Facing the facts boldly is the first obstacle towards reforming and renewing America. The truth is that Washington D.C. has long been taken over by a ruling elite that is willing to murder innocent Americans to implement their agenda of war and domination, and increase their blood-made profits. George Bush's grandfather Prescott Bush failed to overthrow FDR and put Wall Street in charge, but he and his father succeeded. The Bush family's crimes against the American people and America are too long to mention here. In a just and informed America, George W. Bush and his father would be hanged alongside other war criminals.

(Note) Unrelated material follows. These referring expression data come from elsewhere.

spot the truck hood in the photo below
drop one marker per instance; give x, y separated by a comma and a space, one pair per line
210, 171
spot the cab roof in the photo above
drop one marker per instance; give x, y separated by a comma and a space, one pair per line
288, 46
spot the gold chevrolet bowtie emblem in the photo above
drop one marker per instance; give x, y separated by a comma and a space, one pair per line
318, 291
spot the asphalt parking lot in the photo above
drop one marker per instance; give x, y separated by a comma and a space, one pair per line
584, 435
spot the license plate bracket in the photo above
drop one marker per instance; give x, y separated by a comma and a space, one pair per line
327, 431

The fact that America is ruled by power-crazed tricksters and thugs disqualifies the American government from making moral and democratic declarations about the political turmoil in the Middle East. An unjust America can't claim moral superiority over Libya, Iran, Saddam, or the Taliban. Very few governments can lay claim to moral authority in the world today, least of all the United States government. And the United Nations is not much different. We learned last month that the UN Secretary-General Ban Ki-moon does not support a new 9/11 investigation, which means he is not really interested in stopping the needless bloodshed in the war on terror. The United Nations is siding with the guys who have the biggest guns in the room, not the guys with moral authority like Richard Falk, David Ray Griffin, Richard Gage, and millions of others around the world who support a new 9/11 investigation.

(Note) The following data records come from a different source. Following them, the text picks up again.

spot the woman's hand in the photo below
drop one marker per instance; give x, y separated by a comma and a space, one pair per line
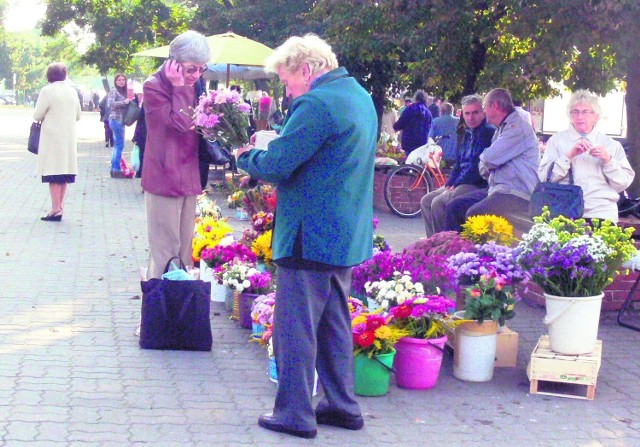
580, 147
243, 149
600, 152
173, 72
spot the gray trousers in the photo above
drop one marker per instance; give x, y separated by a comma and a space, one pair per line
312, 330
170, 224
434, 205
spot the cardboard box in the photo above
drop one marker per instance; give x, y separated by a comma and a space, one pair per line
506, 346
263, 137
578, 373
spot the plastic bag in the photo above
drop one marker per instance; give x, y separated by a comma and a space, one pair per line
135, 158
126, 170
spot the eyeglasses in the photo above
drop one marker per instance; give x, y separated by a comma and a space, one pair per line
193, 70
581, 112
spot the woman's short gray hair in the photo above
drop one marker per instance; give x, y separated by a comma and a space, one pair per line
472, 99
190, 46
584, 97
446, 108
296, 50
500, 97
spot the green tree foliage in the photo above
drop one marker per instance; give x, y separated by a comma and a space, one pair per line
121, 27
587, 44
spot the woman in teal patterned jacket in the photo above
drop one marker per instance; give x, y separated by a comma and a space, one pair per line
322, 165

Unless there is a new 9/11 investigation that identifies the real murderers behind the 9/11 attacks, followed by new Nuremberg trials, governments in Iran and Libya can say to their captured populations "Look at those murderous hypocrites in the West, do you want to side with them and fight against leaders of your own land, and against your own people?" Of course, this is a half-truth because these governments do not care for the people, but it rings true in the minds of many who rightly see the United States government for what it is: the Great Satan. That is why this half-truth is told often by the dictatorial leaders of Iran and other countries that have risen up against US-Western imperialism. Western governments have zero moral authority.
Until we get our own houses in order, until we stop our Western governments from killing and torturing people in the war on terror, until justice is honored and truth is told in our lands, we have no right to speak on the violence and brutality that is being committed by anti-Western regimes and dictators.